Tratado de pesadumbre
Mark Eitzel, quien fuera líder de la banda de música American Music Club, es un espectáculo; en las distancias cortas, más aún
El californiano Mark Eitzel es un espectáculo; en las distancias cortas, más aún. El torrente emocional que emerge de su repertorio le convierte en un gran intérprete, en la más vasta acepción del término: pasea por el exiguo escenario del Café Berlín, se agita y convulsiona, acerca o aleja el micrófono de los labios, gesticula, da palmas sin orden aparente, patea las tablas, degusta con fruición su copa de vino tinto (que acabará rompiendo) y, en general, hace tantos aspavientos con las manos que entran ganas de regalarle unos bolsillos. Lo único que permanece invariable es su visera oscura, emblema de hombres bohemios, malditos, callejeros, nómadas. Un distintivo redundante, en su caso: no hay muchos músicos que sepan plasmar la pesadumbre como quien fuera líder de los intermitentes e infravalorados American Music Club.

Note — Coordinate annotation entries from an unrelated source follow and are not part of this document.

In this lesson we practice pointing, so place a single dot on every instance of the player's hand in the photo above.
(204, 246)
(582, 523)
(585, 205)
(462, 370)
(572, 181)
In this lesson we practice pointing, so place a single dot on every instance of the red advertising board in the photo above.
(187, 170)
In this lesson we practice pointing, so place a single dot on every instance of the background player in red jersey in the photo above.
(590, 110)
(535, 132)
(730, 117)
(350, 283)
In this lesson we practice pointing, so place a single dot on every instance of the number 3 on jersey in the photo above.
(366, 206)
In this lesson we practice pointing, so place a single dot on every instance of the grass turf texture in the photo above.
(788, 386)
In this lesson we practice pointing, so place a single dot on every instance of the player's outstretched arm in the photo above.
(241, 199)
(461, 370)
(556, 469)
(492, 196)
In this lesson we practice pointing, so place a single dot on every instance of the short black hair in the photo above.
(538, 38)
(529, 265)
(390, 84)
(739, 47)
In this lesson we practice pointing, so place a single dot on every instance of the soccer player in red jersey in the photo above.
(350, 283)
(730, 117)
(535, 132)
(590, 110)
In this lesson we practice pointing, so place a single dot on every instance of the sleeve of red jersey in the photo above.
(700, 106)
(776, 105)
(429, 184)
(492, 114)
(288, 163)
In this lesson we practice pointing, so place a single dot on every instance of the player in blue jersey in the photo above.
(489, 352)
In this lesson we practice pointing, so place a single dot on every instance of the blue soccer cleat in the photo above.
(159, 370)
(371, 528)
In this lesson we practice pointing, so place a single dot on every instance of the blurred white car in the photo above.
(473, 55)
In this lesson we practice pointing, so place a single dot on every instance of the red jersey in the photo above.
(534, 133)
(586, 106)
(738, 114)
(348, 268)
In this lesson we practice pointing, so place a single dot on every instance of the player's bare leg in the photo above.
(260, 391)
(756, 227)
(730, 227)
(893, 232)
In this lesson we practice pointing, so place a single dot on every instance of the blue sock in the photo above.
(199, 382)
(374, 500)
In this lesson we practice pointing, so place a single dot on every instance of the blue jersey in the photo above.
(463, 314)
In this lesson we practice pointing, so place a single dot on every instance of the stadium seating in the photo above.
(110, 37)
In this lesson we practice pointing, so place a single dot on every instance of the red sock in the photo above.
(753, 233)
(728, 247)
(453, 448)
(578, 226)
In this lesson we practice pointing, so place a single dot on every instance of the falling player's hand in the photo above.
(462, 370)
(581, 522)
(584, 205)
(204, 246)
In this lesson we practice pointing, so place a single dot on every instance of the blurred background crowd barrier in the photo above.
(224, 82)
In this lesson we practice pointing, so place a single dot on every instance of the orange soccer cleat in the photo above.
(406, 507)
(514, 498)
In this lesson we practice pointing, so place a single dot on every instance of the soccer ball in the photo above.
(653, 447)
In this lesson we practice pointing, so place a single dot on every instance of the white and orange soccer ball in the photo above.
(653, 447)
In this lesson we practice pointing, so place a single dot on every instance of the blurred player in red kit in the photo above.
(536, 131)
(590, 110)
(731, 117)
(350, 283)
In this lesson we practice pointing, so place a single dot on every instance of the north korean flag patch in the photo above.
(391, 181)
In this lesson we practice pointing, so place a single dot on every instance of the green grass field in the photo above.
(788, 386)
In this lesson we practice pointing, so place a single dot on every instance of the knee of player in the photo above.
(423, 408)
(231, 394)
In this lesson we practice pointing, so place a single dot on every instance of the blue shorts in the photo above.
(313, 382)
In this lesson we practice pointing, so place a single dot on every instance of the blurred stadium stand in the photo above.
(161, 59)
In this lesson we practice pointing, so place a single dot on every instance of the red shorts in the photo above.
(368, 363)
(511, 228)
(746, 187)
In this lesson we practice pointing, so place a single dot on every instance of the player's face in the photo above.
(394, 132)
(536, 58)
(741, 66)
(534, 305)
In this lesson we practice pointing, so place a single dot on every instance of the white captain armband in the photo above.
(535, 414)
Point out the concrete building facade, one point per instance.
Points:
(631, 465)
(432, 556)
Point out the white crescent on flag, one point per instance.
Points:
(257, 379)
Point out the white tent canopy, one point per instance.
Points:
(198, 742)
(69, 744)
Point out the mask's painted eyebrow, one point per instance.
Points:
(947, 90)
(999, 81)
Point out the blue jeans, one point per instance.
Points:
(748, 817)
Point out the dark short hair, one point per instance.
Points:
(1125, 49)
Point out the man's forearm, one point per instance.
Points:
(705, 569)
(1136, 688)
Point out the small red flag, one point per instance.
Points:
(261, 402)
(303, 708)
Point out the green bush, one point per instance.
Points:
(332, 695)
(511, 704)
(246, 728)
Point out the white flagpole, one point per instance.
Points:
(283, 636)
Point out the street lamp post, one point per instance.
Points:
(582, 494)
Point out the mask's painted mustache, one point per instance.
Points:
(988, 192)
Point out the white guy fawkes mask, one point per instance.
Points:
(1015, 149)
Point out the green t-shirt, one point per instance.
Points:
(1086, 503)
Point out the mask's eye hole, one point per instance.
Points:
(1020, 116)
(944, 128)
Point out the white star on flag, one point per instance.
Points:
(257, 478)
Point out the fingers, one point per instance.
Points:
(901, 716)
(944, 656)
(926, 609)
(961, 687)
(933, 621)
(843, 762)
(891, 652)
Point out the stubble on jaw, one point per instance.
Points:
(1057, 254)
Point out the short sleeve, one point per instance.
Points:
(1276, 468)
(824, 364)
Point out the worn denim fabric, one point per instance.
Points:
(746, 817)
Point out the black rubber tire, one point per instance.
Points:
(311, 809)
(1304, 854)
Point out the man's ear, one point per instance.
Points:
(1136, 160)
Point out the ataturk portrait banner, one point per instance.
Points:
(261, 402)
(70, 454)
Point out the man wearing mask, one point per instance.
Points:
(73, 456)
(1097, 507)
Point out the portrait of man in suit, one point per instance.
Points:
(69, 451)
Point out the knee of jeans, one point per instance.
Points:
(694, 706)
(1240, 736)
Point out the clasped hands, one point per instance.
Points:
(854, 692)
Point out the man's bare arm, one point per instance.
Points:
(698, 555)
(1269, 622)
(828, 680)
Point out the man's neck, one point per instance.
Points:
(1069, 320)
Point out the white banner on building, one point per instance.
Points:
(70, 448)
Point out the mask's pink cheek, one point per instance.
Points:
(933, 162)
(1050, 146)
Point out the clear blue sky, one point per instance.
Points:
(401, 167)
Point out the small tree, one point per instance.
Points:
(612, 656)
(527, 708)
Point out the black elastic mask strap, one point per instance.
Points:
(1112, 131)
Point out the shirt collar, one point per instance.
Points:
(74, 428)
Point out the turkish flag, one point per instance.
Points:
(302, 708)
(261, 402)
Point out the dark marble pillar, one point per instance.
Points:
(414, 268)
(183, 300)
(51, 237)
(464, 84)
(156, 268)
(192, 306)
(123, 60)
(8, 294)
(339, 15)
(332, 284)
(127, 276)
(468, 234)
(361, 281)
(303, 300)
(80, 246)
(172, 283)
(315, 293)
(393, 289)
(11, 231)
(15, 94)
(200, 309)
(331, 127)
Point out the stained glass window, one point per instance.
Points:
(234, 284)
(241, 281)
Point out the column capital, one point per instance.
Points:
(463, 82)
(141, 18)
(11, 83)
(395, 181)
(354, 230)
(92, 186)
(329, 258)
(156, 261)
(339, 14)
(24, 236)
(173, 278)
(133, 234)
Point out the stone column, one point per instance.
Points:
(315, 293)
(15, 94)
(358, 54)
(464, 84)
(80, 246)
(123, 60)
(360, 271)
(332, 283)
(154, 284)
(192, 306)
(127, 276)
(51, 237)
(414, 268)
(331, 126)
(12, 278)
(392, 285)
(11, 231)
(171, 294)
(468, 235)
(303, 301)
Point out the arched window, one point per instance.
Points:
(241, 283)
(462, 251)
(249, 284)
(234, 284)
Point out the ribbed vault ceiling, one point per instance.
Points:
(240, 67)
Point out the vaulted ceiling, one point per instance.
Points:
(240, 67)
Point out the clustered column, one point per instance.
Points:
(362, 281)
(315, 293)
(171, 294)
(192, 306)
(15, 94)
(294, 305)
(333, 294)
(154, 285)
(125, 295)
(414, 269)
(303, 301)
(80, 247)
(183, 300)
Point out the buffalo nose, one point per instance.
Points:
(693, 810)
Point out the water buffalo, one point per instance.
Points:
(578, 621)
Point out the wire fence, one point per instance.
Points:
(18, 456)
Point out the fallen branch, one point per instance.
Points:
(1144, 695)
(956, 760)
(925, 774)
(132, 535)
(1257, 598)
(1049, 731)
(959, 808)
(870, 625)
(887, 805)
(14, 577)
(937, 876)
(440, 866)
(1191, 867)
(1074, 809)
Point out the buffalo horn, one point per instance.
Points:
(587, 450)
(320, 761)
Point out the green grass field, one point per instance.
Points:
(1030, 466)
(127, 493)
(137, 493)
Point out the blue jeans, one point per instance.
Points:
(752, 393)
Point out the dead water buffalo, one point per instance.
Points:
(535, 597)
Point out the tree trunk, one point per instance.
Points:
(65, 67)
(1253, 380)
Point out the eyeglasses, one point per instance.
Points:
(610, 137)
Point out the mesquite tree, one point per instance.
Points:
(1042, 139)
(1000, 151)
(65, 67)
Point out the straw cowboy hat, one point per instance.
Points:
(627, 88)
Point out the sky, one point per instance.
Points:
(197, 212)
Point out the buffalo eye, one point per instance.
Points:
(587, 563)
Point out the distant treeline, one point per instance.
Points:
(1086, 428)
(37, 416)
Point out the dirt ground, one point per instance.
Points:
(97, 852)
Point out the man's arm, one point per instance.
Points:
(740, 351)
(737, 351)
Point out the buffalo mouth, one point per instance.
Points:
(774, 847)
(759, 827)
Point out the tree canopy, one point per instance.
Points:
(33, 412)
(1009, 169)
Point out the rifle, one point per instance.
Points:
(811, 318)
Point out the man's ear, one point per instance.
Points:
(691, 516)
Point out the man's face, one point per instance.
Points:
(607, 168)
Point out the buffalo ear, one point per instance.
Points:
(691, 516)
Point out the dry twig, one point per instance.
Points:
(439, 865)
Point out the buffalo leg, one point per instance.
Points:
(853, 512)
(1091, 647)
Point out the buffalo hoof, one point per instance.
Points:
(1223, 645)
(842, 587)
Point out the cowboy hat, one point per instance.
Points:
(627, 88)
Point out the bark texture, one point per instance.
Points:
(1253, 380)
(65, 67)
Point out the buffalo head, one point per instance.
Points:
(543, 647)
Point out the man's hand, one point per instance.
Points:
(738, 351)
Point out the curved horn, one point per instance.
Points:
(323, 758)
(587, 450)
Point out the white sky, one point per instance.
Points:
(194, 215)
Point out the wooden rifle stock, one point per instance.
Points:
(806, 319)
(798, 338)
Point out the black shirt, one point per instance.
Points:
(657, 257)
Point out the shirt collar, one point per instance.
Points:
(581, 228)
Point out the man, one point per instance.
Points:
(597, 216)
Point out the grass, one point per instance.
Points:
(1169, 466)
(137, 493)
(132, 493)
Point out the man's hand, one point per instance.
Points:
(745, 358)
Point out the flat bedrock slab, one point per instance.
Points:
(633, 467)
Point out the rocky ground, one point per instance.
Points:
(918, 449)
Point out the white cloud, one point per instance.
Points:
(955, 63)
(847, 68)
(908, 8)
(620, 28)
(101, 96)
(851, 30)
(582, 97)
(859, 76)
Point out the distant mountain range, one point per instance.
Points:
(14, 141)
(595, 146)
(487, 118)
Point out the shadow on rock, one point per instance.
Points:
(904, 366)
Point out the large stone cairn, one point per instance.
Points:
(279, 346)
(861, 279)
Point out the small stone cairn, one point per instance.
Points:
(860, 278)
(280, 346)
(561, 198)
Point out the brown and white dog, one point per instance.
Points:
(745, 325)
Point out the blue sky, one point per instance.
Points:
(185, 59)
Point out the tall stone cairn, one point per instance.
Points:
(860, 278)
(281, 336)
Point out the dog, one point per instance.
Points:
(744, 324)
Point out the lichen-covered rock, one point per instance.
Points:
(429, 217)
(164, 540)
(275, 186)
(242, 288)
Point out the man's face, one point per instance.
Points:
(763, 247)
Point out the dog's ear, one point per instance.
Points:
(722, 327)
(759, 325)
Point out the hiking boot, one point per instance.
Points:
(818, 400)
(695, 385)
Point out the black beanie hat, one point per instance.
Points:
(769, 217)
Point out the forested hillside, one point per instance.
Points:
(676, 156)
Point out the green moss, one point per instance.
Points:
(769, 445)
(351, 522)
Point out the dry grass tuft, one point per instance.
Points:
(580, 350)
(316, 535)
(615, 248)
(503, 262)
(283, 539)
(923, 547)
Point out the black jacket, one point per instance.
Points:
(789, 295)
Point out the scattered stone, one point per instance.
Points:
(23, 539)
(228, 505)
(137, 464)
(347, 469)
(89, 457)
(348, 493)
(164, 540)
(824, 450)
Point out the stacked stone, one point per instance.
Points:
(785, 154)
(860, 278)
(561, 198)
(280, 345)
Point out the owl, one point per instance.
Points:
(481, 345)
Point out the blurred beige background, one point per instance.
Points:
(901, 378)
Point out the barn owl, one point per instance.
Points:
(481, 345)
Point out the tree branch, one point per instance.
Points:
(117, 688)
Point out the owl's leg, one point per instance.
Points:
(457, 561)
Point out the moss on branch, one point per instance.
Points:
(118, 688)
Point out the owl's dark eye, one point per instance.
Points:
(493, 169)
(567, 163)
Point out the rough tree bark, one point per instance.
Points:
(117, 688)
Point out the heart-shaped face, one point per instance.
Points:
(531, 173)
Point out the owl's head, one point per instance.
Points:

El Berlín es una madriguera angosta y deliciosa, hábitat perfecto para que Eitzel mostrara con toda crudeza y cercanía la intensa belleza de ese cancionero dolorido. Mark encarna al perdedor paradigmático. Ejerce como autor excelso al que nunca le acompañó el reconocimiento popular. Ha coqueteado en demasía con la bebida y la vida en el filo, y hace un par de temporadas sufrió un infarto severo que le dejó a un solo palmo del abismo. Como para simbolizar tan firme alianza con el infortunio, su batería comparece con el brazo derecho en cabestrillo. Pero poco importan las desdichas en cuanto Eitzel eleva su voz como un aullido. Los temas de su reciente y maravilloso Don't be a stranger, aderezados con piezas añejas y parlamentos delirantes, nos proporcionaron 65 inolvidables minutos de canción imperecedera, con un pie en el americana y otro en el soul y hasta el jazz vocal.
Nuestro protagonista modula las intensidades como solo Jeff Buckley y unos pocos privilegiados sabían hacer. Lo impregna todo con ese aire atormentado y conmovedor que conocemos en Antony Hegarty o Patrick Wolf. Y es tan caótico, impredecible y descoyuntado como cabría prever de un genuino iconoclasta: dedica una canción a John Cassavetes pero no consigue recordar su nombre, despotrica contra el catolicismo, desvela su fallida experiencia con una mujer japonesa, interrumpe un tema al minuto "porque noto que no es el que debéis escuchar ahora" y teoriza sobre las connotaciones pederastas de Santa Claus. Por no hablar de su pieza Why I'm bullshit: "Soy una mierda porque me gusta dormir y soy un bebedor social". Demoledor.